More than 300,000 Canadians have rheumatoid arthritis (RA), a disease that causes chronic pain and inflammation in the joints. In British Columbia, more than half of people with rheumatoid arthritis receive corticosteroids to reduce inflammation. Several studies have shown that patients with RA are more likely to develop and die from cardiovascular disease (CVD) and, on average, live 12 years less than people without RA. The increased risk for CVD cannot be fully explained by traditional risk factors such as smoking, high blood pressure, diabetes, high cholesterol and a family history of CVD. Disease severity as well as treatment used in the management of the disease seems to play an important role in the development of CVD. Dr.
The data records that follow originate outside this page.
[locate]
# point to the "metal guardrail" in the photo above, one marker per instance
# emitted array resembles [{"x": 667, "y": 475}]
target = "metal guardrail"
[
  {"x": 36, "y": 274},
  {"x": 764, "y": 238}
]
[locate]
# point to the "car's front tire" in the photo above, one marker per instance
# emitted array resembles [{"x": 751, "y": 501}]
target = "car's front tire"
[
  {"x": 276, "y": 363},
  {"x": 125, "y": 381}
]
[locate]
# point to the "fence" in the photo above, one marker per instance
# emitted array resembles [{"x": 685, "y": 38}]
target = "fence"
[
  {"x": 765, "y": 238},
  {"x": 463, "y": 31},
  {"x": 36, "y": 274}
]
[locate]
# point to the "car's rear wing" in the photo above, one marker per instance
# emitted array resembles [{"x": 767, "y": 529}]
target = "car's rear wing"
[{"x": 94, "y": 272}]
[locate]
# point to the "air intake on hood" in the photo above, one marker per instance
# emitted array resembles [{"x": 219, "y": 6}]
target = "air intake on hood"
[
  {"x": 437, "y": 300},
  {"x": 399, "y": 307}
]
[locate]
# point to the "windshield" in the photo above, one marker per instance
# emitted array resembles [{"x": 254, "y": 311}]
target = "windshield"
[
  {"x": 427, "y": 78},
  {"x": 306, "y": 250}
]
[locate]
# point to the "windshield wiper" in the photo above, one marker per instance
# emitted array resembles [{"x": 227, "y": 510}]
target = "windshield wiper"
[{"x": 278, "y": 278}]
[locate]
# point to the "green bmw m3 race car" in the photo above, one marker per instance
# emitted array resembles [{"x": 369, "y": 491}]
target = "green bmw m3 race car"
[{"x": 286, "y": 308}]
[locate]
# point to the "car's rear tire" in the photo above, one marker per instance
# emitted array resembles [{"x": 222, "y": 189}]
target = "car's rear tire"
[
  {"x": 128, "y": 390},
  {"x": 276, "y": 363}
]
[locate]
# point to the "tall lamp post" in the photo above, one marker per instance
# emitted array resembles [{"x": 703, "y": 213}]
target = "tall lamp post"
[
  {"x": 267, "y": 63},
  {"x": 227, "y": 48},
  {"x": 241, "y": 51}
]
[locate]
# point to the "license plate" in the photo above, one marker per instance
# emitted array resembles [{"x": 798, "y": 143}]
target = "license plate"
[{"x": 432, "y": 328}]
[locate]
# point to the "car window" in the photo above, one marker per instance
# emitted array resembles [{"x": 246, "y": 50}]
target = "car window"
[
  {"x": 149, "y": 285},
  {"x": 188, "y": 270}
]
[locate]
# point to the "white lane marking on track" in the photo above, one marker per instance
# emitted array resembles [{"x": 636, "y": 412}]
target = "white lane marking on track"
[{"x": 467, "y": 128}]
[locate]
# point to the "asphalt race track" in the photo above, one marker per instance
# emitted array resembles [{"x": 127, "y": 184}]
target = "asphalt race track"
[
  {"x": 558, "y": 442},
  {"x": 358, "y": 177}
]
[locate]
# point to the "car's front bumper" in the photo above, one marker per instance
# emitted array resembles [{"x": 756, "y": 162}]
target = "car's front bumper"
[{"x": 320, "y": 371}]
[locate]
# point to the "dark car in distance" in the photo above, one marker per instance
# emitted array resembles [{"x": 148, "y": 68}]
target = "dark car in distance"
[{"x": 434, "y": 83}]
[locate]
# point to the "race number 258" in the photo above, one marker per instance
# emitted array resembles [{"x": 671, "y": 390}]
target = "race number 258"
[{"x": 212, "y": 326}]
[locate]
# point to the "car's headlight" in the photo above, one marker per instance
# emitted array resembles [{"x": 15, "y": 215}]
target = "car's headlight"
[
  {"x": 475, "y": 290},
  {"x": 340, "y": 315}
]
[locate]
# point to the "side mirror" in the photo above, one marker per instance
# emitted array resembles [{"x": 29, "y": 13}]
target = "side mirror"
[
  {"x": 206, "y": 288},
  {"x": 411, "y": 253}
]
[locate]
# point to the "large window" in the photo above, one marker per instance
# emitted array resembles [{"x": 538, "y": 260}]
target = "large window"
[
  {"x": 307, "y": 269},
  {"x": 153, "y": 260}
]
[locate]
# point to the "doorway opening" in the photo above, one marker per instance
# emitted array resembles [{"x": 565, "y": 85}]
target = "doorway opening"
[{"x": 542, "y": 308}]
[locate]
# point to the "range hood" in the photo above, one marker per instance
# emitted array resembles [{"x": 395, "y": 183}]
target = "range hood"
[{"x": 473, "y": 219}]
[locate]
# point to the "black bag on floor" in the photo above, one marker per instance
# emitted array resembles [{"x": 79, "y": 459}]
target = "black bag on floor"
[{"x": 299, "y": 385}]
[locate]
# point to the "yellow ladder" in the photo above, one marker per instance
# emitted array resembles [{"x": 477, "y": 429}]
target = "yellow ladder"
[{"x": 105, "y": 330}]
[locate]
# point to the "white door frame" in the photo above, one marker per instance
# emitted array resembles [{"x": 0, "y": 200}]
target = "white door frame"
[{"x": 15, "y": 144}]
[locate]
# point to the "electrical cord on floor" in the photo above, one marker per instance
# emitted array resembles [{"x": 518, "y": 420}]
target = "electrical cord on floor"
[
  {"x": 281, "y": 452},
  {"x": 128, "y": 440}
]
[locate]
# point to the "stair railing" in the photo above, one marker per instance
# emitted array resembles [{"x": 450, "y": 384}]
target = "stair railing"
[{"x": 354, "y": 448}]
Antonio Aviña-Zubieta is studying cases of individuals in BC who were diagnosed with RA between 1997 and 2000, and evaluating outcomes in people who received corticosteroids with those who did not to determine if there are differences between the two groups in the number of heart attacks, heart failure and stroke. This will help to establish if corticosteroids used in the treatment of rheumatoid arthritis contribute to CVD. He also will study whether the brand, dose and duration of use with different drugs influence the risk of heart disease. The results could offer new insights, leading to improved treatment and management of rheumatoid arthritis and other conditions for which these drugs are commonly prescribed.